Memasukkan jaringan segar daun kecambah ke dalam buffer ekstraksi, dengan perbandingan 1:4 (w/v), yaitu 68 µg (0,068 g) sampel daun/kecambah dilumatkan dalam 272 µl (0,272 ml) buffer ekstraksi. Lalu digerus dalam cawan porselen yang diletakkan di atas serpihan-serpihan Kristal es, agar tetap dingin (suhu 4^oC), lalu direndam dalam serutan Kristal es. Supernatan yang terbentuk segera di masukkan dalam slot gel elektroforesis.

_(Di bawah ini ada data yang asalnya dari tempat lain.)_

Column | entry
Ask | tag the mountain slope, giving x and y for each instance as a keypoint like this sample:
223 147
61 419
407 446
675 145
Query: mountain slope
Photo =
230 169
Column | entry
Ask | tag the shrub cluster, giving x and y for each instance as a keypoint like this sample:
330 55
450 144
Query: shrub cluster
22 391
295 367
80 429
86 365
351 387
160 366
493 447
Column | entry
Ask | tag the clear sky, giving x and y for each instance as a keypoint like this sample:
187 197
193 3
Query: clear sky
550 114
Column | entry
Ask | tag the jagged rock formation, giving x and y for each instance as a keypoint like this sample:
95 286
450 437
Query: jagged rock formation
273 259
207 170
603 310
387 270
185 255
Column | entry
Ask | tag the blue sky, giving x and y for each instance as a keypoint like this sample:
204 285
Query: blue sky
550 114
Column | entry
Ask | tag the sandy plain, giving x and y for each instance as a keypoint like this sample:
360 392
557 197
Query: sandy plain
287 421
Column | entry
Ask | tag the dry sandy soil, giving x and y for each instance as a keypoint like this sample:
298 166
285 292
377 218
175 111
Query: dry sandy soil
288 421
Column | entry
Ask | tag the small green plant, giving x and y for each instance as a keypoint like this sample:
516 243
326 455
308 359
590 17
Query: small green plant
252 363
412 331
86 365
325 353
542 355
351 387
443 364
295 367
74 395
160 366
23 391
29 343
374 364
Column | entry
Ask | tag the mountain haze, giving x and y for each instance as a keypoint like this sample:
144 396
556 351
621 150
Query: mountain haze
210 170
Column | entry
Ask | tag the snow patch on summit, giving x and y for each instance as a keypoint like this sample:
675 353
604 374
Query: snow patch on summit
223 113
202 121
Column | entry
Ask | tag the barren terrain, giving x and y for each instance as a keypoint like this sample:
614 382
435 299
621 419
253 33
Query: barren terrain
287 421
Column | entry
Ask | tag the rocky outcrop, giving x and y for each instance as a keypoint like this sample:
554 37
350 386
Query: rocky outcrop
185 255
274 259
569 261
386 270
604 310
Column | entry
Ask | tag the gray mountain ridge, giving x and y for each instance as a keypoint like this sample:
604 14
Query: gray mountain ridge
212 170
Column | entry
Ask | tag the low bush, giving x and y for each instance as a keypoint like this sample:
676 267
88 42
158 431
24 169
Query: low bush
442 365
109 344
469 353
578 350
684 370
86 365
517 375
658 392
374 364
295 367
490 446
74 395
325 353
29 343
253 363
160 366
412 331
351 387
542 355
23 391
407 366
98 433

f)       Pelaksanaan elektroforesis

Mengambil supernatan sampel dengan menggunakan mikropipet sebanyak 10 µl dan dengan ditambah loadingdye dan dibantu sample loading guide, sampel tersebut ditempatkan pada gel yang telah tercetak. Lalu sampel dielektroforesis awal dengan menggunakan tegangan 200 volt, 60 mA, selama 5 menit sampai sampel memasuki gel pemisah. Kemudian sampel dielektroforesis lanjutan dengan tegangan listrik konstan 150 V, 400 mA, selama 60 menit. Elektroforesis diakhiri apabila penanda warna bromofenol biru mencapai sekitar 56 mm dari slot kearah anoda. Setelah itu gel dipindah ke nampan plastik dan diwarnai dengan enzim pewarna.

g)      Pembuatan warna

Pola pita isozim dideteksi menggunakan dua sistem enzim yaitu peroksidase (PER) dan Esterase. Langkah pembuatannya yaitu :

1)      Peroksidase

Memasukan O-Dianisidine sebanyak 0,0125 g ke dalam erlenmeyer dan dilarutkan dengan 2,5 ml aseton, lalu ditambahkan 50 ml 0,2 M buffer asetat pH 4,5 kemudian ditambahkan 2 tetes H₂O₂. Gel yang telah dielektroforesis direndam dalam larutan pewarna selama ± 10 menit sambil digoyang perlahan-lahan setiap 2 menit. Setelah pola pita muncul, pewarna dibuang dan dibilas dengan aquades. Gel direkam gambarnya dan difoto.

2)      Esterase

Melarutkan 0,00625 g α-naphthyl asetat kedalam 1,25 mL aseton pada sebuah cawan, kemudian ditambahkan 25 mL dari 0,2 M buffer phosphate pH 6,5 dan 0,00625 g fast blue BB salt. Gel yang telah dielektroforesis dimasukkan dalam larutan pewarna tersebut dan diinkubasi selama 10 menit sambil digoyang secara perlahan-lahan setiap 2 menit. Setelah pita-pita yang muncul terdeteksi lalu pewarna dibuang dan dibilas dengan aquades. Kemudian gel dapat direkam gambarnya dengan foto, scanner atau digambar dengan tangan.

4.   Analisis data

Data yang diperoleh dianalisis secara kualitatif yaitu berdasarkan muncul tidaknya pita pada gel dan metode kuantitatif berdasarkan tebal tipisnya pita yang terbentuk. Keragaman pola pita ditentukan berdasarkan nilai Rf, merupakan nilai pergerakan relatif yang diperoleh dari perbandingan jarak migrasi protein atau isozim terhadap jarak migrasi loading dye. Pita yang muncul diberi nilai 1, sedangkan yang tidak diberi nilai 0, lalu dibuat dendrogram hubungan kekerabatannya dengan analisis klaster. Model perhitungan pengelompokkan ini tercakup dalam UPGMA, yang dikomputasikan dalam program NTSYS versi 1.80.